Examples of the programs include:

• Dayton’s Twin Towers neighborhood has experienced more than $6.1 million of reinvestment after being put into the CRA program.

• Norwood Medical, a manufacturer that creates surgical devices, added 361 jobs and invested more than $15.6 million in its facility since being granted an Enterprise Zone in 2010.

• GE Aviation EPISCenter at the University of Dayton was constructed after a TIF district was created. The $51 million facility is home to 193 jobs.

Dayton City Commissioner Chris Shaw said the oversight the board provides ensures the programs work as designed.

“It sounds like these are going pretty well and that’s important. It says to me these incentives work and spring development,” he said. “But we are monitoring it and making sure that everyone is doing what they are supposed to do, and they are.”

The largest investment amount on the books subject to tax exemption in a CRA program is $26 million for NP Dayton Chewy, for the company’s distribution center near the Dayton International Airport, according to a Dayton report.

Between 1983 and December, there have been 258 companies incentivized by an enterprise zone program. Just five remain in the program. When the remaining companies first made agreements with Dayton, they had 801 total jobs; by then end of last year, the number of jobs at those reached 1,369.
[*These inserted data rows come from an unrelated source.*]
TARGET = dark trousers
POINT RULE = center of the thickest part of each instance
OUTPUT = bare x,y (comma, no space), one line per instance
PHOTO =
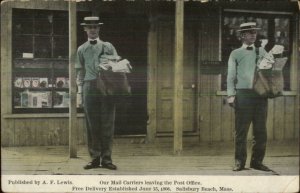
250,108
99,112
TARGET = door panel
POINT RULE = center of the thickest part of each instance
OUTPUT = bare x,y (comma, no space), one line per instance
165,78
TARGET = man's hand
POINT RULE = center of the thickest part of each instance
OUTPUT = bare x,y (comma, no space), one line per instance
231,101
79,100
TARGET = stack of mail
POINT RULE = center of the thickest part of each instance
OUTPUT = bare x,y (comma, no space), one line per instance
268,60
121,66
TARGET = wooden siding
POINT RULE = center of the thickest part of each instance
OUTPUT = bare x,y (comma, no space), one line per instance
214,119
40,131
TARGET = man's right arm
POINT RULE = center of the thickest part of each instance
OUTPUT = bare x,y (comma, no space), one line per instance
231,79
80,72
The reason all five businesses in enterprise zone agreements were found substantially – but not fully – compliant, is because they failed to meet a Dayton resident employment target of 50%. KBK Eight Properties, hired the highest percentage of workers from Dayton — 39%; just 6% of Emerson Climate Technologies employees lived in Dayton of a pledged 50%.

“Unless you’re in the service industry, it’s going to be very hard to get that. But everybody does try,” said Mary Faulkner, a Dayton senior economic development specialist. ““It’s not a requirement, it’s a request – a recommendation.”